O economista aponta, ainda, que entre 2015 e 2016 o Brasil perdeu 7,2% do seu PIB. Com isso, a economia recuou seis anos, para o mesmo patamar que tinha no segundo semestre de 2010.
Outra consequência esperada da queda na inflação, mas não sentida, seria o corte dos juros. No entanto, embora a taxa Selic tenha alcançado o menor nível desde 1986, juros reais seguem acima dos 4%. Com Selic a 14,25%, eles chegaram a 3,2%.
Fora da meta
O sistema de metas de inflação foi criado em 1999 como uma forma de evitar o risco da hiperinflação, que atingiu o país nas décadas de 1980 e 1990 e só foi freada com o Plano Real em 1994. O governo estabelece, para cada ano, uma meta de inflação e com base nela articula ações – como corte ou elevação dos juros, por exemplo – que permitam manter o indicador no prumo.
Quando a inflação foge da banda estipulada, como aconteceu em 2017, o Banco Central precisa se explicar.
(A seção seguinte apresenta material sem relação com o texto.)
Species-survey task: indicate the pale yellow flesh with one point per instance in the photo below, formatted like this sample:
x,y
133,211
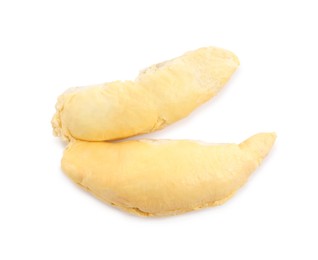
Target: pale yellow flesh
x,y
161,95
167,177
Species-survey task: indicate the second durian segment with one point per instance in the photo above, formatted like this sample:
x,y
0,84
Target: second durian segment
x,y
167,177
161,95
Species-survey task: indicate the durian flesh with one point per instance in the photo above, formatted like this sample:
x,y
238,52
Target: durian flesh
x,y
161,95
167,177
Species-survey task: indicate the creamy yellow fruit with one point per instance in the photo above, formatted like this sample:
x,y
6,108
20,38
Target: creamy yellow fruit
x,y
161,95
167,177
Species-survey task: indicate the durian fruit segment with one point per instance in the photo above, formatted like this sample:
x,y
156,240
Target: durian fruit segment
x,y
161,95
164,177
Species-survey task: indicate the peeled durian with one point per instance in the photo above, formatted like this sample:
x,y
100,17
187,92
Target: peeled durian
x,y
164,177
161,95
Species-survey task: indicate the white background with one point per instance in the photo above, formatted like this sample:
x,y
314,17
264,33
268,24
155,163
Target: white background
x,y
48,46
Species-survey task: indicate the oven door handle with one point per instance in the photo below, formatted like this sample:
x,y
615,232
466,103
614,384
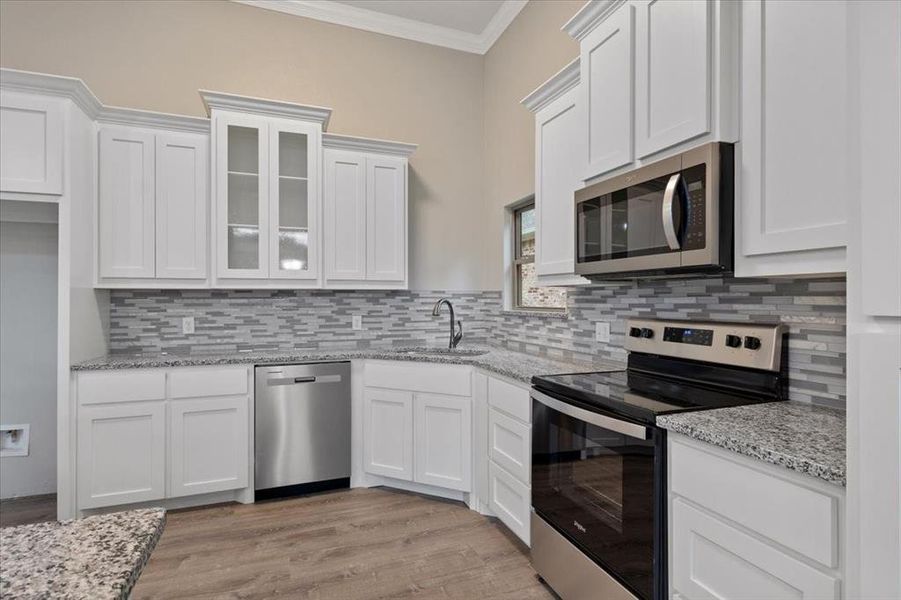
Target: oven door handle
x,y
669,221
633,430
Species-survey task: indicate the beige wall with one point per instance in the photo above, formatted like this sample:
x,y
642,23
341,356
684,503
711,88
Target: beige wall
x,y
531,50
156,55
475,140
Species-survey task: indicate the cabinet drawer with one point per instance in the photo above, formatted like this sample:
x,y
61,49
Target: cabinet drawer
x,y
795,516
510,499
511,399
708,554
196,383
103,387
510,444
451,380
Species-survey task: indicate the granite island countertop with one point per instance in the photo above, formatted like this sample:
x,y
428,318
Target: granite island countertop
x,y
799,436
520,366
95,558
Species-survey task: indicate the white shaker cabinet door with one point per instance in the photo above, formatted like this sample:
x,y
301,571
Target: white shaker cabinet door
x,y
606,73
182,202
556,180
121,453
208,440
126,202
31,144
796,144
386,219
388,433
673,45
442,437
345,215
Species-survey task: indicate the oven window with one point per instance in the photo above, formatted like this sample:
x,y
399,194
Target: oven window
x,y
596,486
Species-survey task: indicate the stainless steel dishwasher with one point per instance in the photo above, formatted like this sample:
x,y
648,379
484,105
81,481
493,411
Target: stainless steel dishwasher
x,y
302,428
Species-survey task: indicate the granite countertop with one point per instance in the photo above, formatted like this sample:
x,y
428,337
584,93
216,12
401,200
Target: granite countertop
x,y
802,437
509,363
95,558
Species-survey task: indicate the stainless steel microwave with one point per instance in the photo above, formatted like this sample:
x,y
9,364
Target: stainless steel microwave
x,y
673,217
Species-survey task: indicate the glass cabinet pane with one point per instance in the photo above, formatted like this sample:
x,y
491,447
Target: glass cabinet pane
x,y
293,208
243,198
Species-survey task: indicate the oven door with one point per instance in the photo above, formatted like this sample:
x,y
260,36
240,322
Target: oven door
x,y
594,481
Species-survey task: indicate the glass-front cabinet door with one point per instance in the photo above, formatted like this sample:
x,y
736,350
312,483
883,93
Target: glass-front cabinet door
x,y
242,191
292,208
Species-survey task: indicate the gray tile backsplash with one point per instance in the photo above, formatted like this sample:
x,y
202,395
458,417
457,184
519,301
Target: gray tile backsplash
x,y
230,320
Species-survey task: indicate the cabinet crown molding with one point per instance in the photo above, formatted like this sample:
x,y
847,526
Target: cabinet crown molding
x,y
72,88
590,16
117,115
268,108
561,82
359,144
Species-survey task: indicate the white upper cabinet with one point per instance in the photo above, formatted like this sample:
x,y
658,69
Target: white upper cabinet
x,y
31,144
657,77
152,206
606,94
365,191
182,204
266,173
126,203
796,149
557,175
672,72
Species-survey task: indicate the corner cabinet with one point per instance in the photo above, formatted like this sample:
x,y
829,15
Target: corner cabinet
x,y
266,174
365,210
152,203
555,105
634,108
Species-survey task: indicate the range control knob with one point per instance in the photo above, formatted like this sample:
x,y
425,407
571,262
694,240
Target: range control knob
x,y
733,341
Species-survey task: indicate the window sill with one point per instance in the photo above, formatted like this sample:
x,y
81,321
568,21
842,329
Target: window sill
x,y
561,315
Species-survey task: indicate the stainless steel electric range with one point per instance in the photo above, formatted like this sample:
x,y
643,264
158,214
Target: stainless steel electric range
x,y
599,461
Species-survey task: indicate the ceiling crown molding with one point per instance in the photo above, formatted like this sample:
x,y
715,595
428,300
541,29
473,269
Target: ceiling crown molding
x,y
370,20
590,16
265,107
564,80
347,142
52,85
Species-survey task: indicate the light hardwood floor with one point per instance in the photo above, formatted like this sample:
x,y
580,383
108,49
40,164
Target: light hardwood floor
x,y
347,545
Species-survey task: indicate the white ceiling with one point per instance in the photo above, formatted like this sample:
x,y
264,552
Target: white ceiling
x,y
471,16
468,25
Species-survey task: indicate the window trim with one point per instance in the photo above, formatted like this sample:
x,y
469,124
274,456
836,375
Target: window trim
x,y
517,260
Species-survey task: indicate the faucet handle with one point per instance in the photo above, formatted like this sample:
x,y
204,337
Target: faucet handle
x,y
459,335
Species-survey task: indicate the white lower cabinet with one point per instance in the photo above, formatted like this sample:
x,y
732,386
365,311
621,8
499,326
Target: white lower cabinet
x,y
121,453
509,499
388,433
741,529
150,434
442,438
208,445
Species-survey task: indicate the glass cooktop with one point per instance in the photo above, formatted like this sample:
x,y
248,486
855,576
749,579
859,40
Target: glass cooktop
x,y
638,395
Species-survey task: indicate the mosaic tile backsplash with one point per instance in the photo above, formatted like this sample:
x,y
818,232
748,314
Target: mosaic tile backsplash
x,y
234,320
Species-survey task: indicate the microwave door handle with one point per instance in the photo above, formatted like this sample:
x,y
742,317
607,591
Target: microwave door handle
x,y
669,221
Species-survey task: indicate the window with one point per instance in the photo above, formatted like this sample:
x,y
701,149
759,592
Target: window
x,y
526,295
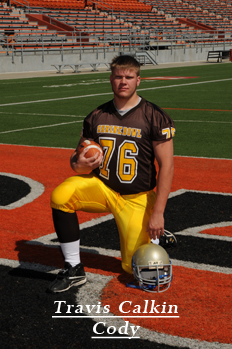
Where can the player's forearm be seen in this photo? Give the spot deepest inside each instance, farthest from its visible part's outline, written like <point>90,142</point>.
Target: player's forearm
<point>163,188</point>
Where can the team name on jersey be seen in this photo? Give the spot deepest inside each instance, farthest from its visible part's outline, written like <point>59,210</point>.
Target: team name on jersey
<point>120,130</point>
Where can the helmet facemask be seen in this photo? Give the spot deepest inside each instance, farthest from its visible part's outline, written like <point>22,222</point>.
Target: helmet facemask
<point>154,275</point>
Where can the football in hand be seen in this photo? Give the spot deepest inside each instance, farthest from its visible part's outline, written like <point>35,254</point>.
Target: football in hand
<point>92,147</point>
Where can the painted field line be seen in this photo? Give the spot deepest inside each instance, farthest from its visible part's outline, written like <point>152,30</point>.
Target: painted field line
<point>33,128</point>
<point>205,121</point>
<point>194,109</point>
<point>70,116</point>
<point>110,93</point>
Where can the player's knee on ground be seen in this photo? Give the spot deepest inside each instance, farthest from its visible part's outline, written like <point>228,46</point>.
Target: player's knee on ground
<point>61,196</point>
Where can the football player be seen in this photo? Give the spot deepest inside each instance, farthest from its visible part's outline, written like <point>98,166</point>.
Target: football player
<point>133,133</point>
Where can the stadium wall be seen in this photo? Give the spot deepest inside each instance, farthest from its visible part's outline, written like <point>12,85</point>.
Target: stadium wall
<point>45,62</point>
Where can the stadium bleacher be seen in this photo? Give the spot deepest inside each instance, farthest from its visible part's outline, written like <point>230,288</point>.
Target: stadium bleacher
<point>89,22</point>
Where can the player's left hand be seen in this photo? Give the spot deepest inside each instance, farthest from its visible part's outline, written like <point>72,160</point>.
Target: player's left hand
<point>155,225</point>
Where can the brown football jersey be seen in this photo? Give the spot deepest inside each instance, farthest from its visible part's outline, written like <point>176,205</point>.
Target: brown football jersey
<point>128,163</point>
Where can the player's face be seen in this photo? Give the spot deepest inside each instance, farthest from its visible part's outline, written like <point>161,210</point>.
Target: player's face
<point>124,83</point>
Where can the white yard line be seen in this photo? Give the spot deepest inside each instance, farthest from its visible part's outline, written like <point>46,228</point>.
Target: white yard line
<point>110,93</point>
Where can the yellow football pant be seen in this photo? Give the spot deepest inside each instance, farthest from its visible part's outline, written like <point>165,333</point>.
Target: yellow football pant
<point>131,212</point>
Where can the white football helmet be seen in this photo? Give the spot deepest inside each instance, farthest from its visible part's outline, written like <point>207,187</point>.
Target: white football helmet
<point>152,268</point>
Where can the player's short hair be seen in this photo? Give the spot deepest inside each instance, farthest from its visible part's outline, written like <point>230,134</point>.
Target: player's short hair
<point>125,62</point>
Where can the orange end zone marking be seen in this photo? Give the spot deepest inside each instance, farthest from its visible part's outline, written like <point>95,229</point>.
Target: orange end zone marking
<point>200,297</point>
<point>50,167</point>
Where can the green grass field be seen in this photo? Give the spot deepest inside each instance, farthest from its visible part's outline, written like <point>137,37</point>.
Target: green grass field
<point>49,111</point>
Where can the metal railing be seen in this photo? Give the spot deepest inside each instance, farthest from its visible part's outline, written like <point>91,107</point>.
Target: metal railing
<point>133,41</point>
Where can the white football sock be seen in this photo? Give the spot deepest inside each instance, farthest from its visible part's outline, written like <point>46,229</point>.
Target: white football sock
<point>71,252</point>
Na tarde da quarta-feira 10, após a divulgação do dado pelo Instituto Brasileiro de Geografia e Estatística (IBGE), uma carta aberta foi publicada pelo presidente do Banco Central, Ilan Goldfajn, endereçada ao ministro da Fazenda, Henrique Meirelles, que também é o presidente do Conselho Monetário Nacional (CMN), o órgão que define anualmente a meta para a inflação.
Na carta, o BC afirma que “em vista do comportamento excepcional dos preços dos alimentos no domicílio, decorrentes de choques fora do alcance da política monetária (como a oferta recorde de produtos agrícolas), o Banco Central do Brasil seguiu os bons princípios no gerenciamento da política monetária e não reagiu ao impacto primário do choque”.
O Banco Central informou ainda que tem “calibrado” a taxa básica de juros da economia, atualmente na mínima histórica de 7% ao ano, e acrescentou que continuará a fazê-lo “com vistas ao cumprimento das metas para a inflação estabelecidas pelo CMN”.
“A inflação já se encontra em trajetória em direção à meta em 2018. No acumulado em doze meses, a inflação ao final de 2017 aumentou 0,49 pontos percentuais em relação ao mínimo de 2,46% observado em agosto do mesmo ano”, afirma o texto.
As metas para a inflação dos próximos anos já foram definidas: os mesmos 4,5% para 2018 e 4% para 2019 e 2020, com a mesma tolerância de 1,5 ponto para cima ou para baixo. O Banco Central estima, de acordo com seu último Relatório de Inflação, que o índice chegará a 4,3% em 2018, a 4,2% em 2019 e a 4,1% em 2020.